Par Marie BUISSON, stagiaire et rédactrice invitée

 


Une fois n'est pas coutume, il sera question au fil de ce billet de droit social. Mais rassurez-vous, nous ne nous éloignerons pas trop des préoccupations habituelles de ce blog, puisque cette incursion au sein du droit du travail se fera sous l'angle du droit des étrangers. 

Selon la Cour de cassation, « un licenciement pour cause inhérente à la personne doit être fondé sur des éléments objectifs » (Soc. 16 juin 1993). Cette exigence d’objectivité est une constante jurisprudentielle apparue la première fois dans un arrêt Fertray du 29 novembre 1990.

La cause objective de rupture du contrat de travail apparaît en droit comme une raison valable de mettre un terme à celui-ci. Cependant, comme l’illustre l’arrêt de la chambre sociale de la cour de cassation du 4 juillet 2012, il existe différentes façons d’apprécier et d’évaluer la cause de la rupture.

La cause objective de rupture peut résulter d’une faute grave ou apparaître comme une cause réelle et sérieuse justifiant le licenciement. Le critère d’objectivité de la cause est nécessaire dans les deux cas mais on différencie nettement la cause réelle et sérieuse de la faute grave.

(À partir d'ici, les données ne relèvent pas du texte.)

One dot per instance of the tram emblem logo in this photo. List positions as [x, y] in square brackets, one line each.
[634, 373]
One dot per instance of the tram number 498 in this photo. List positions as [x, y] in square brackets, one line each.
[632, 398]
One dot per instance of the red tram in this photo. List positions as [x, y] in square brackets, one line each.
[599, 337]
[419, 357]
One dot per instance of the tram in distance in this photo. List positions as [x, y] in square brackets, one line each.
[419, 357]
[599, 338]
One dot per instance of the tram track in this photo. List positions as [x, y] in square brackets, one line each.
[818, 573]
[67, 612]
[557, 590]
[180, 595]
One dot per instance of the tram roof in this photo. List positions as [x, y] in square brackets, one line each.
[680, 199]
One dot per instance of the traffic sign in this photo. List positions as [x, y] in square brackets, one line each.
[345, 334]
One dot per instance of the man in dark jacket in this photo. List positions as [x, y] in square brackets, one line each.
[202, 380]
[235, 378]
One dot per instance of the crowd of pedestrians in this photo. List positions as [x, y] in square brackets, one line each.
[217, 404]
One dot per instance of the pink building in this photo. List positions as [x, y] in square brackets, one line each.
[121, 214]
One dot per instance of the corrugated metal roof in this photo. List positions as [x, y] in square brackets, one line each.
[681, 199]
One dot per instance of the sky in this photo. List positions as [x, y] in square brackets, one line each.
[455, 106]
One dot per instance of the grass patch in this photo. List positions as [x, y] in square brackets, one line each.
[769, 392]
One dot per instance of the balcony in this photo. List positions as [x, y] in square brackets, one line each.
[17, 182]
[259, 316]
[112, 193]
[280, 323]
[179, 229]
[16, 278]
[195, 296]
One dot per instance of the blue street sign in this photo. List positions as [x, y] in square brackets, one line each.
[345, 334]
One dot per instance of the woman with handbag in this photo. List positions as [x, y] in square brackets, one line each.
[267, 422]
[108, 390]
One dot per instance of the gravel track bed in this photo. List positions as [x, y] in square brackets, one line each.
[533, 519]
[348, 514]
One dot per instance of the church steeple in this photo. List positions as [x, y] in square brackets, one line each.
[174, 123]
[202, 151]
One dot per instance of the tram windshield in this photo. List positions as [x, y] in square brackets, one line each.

Un récent arrêt de la Cour de cassation, rendu 4 juillet 2012 a tranché la question de savoir si le fait qu'un travailleur étranger se trouve, au cours de son contrat de travail, en situation irrégulière, doit  être vue comme une cause réelle et sérieuse de licenciement ou comme une faute grave.

Cette question est d’autant plus intéressante que, selon que le licenciement intervient à la suite d’une faute grave ou pour cause réelle et sérieuse, il n’aura pas les mêmes répercutions sur la situation (droits et bénéfices) du salarié. Effectivement, la faute grave prive le salarié de toute indemnité hors congés payés alors que le licenciement pour cause réelle et sérieuse peut être, certes justifié par la situation du salarié, mais ne le prive pas de ses droits et indemnités.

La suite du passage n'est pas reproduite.